Carl-von-Heß-Sozialstiftung
Auch Marco Schäfer bestätigt: "In der geschilderten Situation ad hoc einen Pflegeplatz zu finden, ist fast unmöglich." Als Vorstand der Carl-von-Heß-Sozialstiftung hat er die Übersicht über die Seniorenheime "Dr.-Maria-Probst" (Hammelburg), "Waldenfels" (Bad Brückenau), "Haus Rafael" (Zeitlofs), "Thulbatal" (Oberthulba), "St. Elisabeth" und "Juliusspital" (Münnerstadt).
Insgesamt werde die Chance, einen Pflegeplatz zu finden, immer schlechter. Man müsse zwar von Region zu Region unterscheiden, Bad Brückenau sei mit Pflegeplätzen besser ausgestattet, Hammelburg dagegen eher schlechter. Das Problem aber bleibe: "Es werden Plätze abgebaut, aber es sind keine neuen Plätze entstanden." Das Pflegeheim im Bürgerspital in Hammelburg schloss etwa im Herbst vergangen Jahres. Auch das Seniorenhaus Euerdorf wurde auf bislang unbestimmte Zeit stillgelegt.

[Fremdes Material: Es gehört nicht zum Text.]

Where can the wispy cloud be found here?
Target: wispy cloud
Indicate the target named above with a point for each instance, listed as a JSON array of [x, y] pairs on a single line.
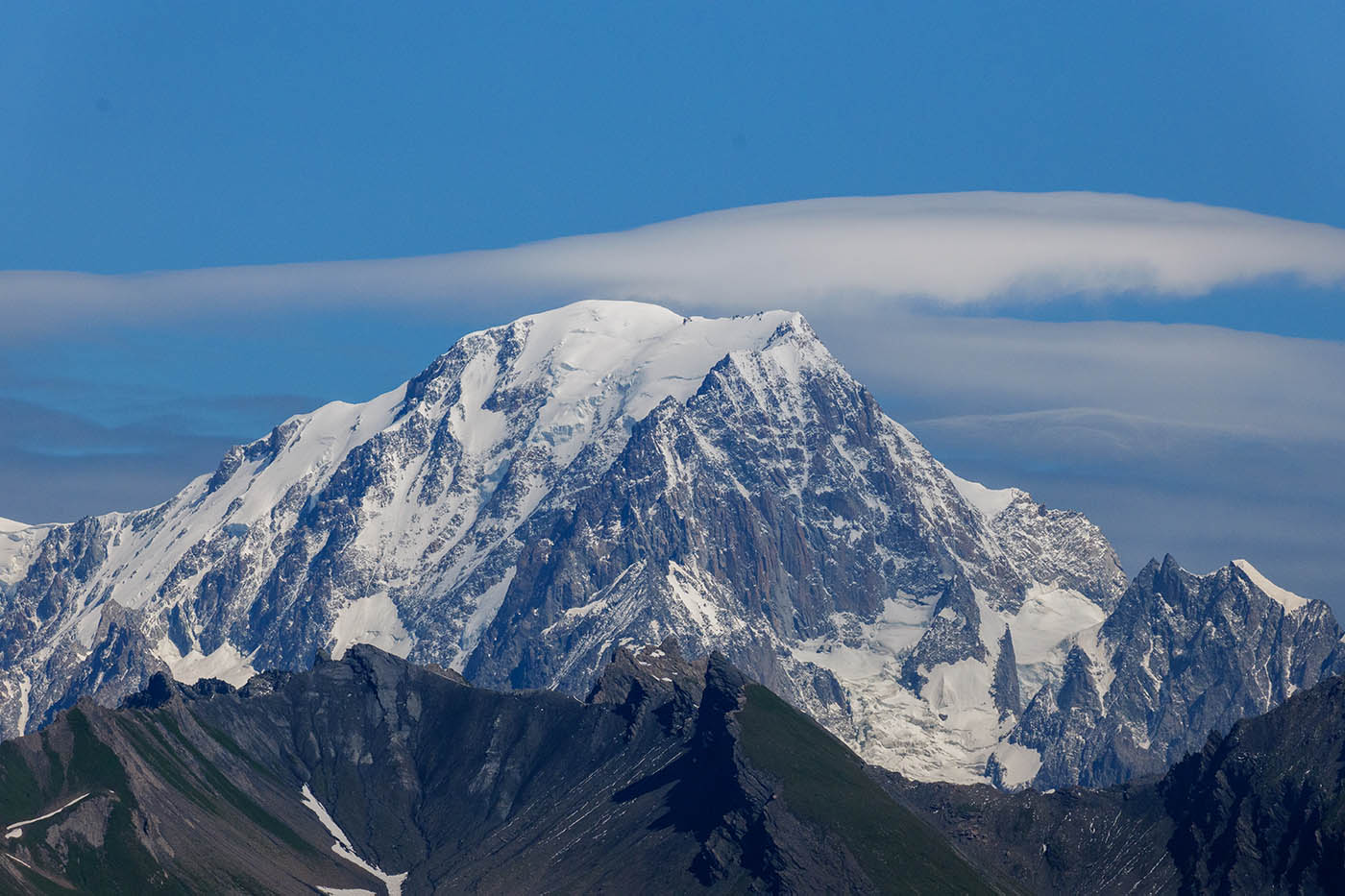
[[945, 248]]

Pflegeplatz finden sehr schwer
Für Pflegebedürftige und Angehörige hat das unangenehme Folgen. Angehörige müssten damit rechnen, die zu pflegende Person nicht im direkten Umkreis unterzubringen, sondern sie müssten teilweise bei Heimen außerhalb der Landkreisgrenze anfragen, um einen Platz zu finden. Angehörige mussten die pflegebedürftige Person in Einzelfällen sogar schon nach dem Krankenhaus in einem 200 Kilometer entfernten Heim unterbringen, berichtet Wehner.
Damit fehlt die Möglichkeit für Angehörige mal in der Mittagspause oder am Abend im Heim vorbeizuschauen. Die Folge: Heimbewohner erhalten weniger Besuch und wohnen in einer Umgebung, die ihnen kaum vertraut ist.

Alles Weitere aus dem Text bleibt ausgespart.